Ce que nous faisons, et ce que nous refuserons de faire
Ce que nous refuserons : demander le mot de passe d’un utilisateur, dans n’importe quelle circonstance. C’est une règle sans exception, et elle vaut aussi pour les cas où cela irait plus vite — précisément ceux qui installent l’habitude.
Nous refuserons de prendre la main sur le poste d’un employé sans qu’il le voie et puisse y mettre fin, et de facturer une intervention dont la cause réelle n’est pas écrite dans le compte rendu. Un historique sans causes ne permet aucun tri, donc aucune amélioration.
Nous refuserons de recommander le remplacement d’une machine lente avant d’avoir regardé l’espace disque, le type de disque, les programmes lancés au démarrage et les logiciels de sécurité redondants. C’est la recommandation la plus rentable du marché et la moins souvent justifiée.
Ce que nous faisons : les trois questions de traduction avant toute prise en main ; l’élimination par comparaison plutôt que la modification prématurée ; le tri trimestriel par cause avec les trois premières traitées à la racine ; la distinction écrite entre attente chez vous et attente chez nous ; et une note de trois lignes, placée à l’endroit du problème, dès la troisième occurrence d’une même question.
Et ce que vous pouvez faire cette semaine sans nous : prenez vos douze derniers tickets et essayez de les regrouper par cause réelle. Si vous n’y arrivez pas, ce n’est pas vous — c’est que le champ n’a jamais été rempli, et c’est la première chose à demander à votre prestataire actuel.
Questions fréquentes
Pourquoi une intervention prend-elle plus longtemps que prévu ?
Le plus souvent parce que la branche a été mal choisie au début. Une panne est signalée par sa conséquence, pas par sa cause, et un technicien qui traite le récit comme un diagnostic cherche au mauvais endroit. Trois questions au départ suppriment l’essentiel de ce risque.
Comment réduire le nombre d’appels ?
En regroupant les appels du trimestre par cause réelle et en traitant les trois premières à la racine. Une poignée de causes produit la moitié des appels, et chacune se règle en général en moins d’une heure une fois identifiée.
Le support peut-il demander notre mot de passe ?
Non, et jamais. Un technicien agit avec ses propres droits ou prend la main pendant que la personne saisit son mot de passe elle-même. Un service qui le demande installe l’habitude que le prochain appelant exploitera.
Faut-il remplacer un poste devenu lent ?
Rarement. Regardez d’abord l’espace disque libre, le type de disque, les programmes lancés au démarrage et les logiciels de sécurité redondants. Remplacez s’il n’y a plus de correctifs de sécurité, si une pièce coûte plus du tiers d’un neuf, ou si le logiciel métier ne passe plus.
Le support peut-il voir nos fichiers personnels ?
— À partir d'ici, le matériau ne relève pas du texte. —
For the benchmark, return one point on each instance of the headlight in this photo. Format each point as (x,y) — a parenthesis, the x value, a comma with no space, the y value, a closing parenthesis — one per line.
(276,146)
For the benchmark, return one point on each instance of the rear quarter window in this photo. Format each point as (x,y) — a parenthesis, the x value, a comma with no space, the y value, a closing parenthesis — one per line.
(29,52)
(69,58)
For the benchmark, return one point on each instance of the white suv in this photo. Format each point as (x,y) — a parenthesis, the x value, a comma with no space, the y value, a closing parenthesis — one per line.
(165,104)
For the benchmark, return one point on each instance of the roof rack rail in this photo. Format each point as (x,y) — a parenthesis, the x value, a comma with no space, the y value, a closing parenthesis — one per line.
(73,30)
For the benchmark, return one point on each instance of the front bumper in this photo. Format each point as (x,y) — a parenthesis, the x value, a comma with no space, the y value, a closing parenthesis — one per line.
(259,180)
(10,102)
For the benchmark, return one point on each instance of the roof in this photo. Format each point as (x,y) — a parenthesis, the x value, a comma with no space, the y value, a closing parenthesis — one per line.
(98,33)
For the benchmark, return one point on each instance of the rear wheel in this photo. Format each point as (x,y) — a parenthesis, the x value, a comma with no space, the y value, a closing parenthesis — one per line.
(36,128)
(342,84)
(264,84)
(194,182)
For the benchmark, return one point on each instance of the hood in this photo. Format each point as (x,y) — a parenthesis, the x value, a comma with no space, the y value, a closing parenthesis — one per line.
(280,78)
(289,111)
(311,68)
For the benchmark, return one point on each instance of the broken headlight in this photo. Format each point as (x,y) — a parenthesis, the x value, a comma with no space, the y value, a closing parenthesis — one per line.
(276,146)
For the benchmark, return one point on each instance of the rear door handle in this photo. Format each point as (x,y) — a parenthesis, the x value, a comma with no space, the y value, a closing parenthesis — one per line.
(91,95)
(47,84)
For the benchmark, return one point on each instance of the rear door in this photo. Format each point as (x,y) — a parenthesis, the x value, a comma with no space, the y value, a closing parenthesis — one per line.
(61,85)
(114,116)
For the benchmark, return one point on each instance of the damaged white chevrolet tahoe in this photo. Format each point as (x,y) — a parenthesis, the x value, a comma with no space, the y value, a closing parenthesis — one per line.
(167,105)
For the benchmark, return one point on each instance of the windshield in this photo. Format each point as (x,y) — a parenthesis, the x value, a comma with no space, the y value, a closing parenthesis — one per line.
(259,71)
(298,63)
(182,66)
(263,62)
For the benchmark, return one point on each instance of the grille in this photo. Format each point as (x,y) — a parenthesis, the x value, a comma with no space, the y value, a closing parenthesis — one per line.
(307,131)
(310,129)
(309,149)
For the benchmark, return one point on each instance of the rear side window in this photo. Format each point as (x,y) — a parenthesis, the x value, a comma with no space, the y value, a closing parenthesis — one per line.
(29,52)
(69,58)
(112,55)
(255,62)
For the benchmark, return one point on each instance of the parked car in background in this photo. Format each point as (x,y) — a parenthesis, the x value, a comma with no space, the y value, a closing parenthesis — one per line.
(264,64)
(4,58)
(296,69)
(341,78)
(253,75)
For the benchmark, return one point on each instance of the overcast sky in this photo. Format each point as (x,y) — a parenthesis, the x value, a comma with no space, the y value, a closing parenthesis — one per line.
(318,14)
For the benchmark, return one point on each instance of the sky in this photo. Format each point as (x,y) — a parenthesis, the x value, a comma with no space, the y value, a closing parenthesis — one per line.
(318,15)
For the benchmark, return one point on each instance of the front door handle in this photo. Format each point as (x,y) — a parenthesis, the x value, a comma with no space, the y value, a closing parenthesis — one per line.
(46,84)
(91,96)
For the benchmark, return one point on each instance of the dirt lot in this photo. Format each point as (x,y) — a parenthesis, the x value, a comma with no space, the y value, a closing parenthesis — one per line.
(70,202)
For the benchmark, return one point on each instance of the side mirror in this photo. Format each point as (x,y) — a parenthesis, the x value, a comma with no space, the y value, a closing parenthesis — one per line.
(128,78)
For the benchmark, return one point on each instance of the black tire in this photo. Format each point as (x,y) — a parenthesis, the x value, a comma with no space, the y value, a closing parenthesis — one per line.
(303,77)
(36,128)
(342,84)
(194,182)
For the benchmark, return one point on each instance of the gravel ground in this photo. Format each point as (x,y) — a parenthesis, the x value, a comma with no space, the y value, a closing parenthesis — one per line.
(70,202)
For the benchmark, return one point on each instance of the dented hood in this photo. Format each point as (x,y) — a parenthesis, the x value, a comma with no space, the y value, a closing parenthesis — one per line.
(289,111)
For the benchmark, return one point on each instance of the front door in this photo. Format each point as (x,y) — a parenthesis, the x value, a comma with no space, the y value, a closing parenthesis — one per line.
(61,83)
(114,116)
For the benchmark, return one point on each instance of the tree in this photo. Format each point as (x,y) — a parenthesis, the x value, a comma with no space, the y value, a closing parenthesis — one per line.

Il peut techniquement, ce qui est exactement pourquoi les règles doivent être écrites : session visible, arrêt possible par la personne, aucun parcours de dossiers sans elle. Et vos équipes doivent savoir à l’avance que la prise en main existe.
Pourquoi nos tickets restent-ils ouverts si longtemps ?
Souvent parce qu’ils attendent une décision de votre côté : une dépense, une interruption, un remplacement. Nommez qui peut autoriser une petite dépense et qui peut autoriser une interruption, et exigez que le compte rendu distingue les deux attentes.
Où nous intervenons
Douze tickets regroupés par cause plutôt que par date se réduisent presque toujours à trois causes. Ce que le classement ne dit pas, c’est combien chacune coûte par mois.
- Nous chiffrons chaque cause en heures perdues avant de proposer la moindre correction.
- Nous regardons l’espace disque et l’âge du disque avant de parler de remplacement.
- Nous prenons la main devant l’utilisateur, jamais en son absence.
Jamais nous ne demanderons les identifiants d’un de vos employés, en aucune circonstance : un prestataire qui le fait vous apprend quelque chose sur lui.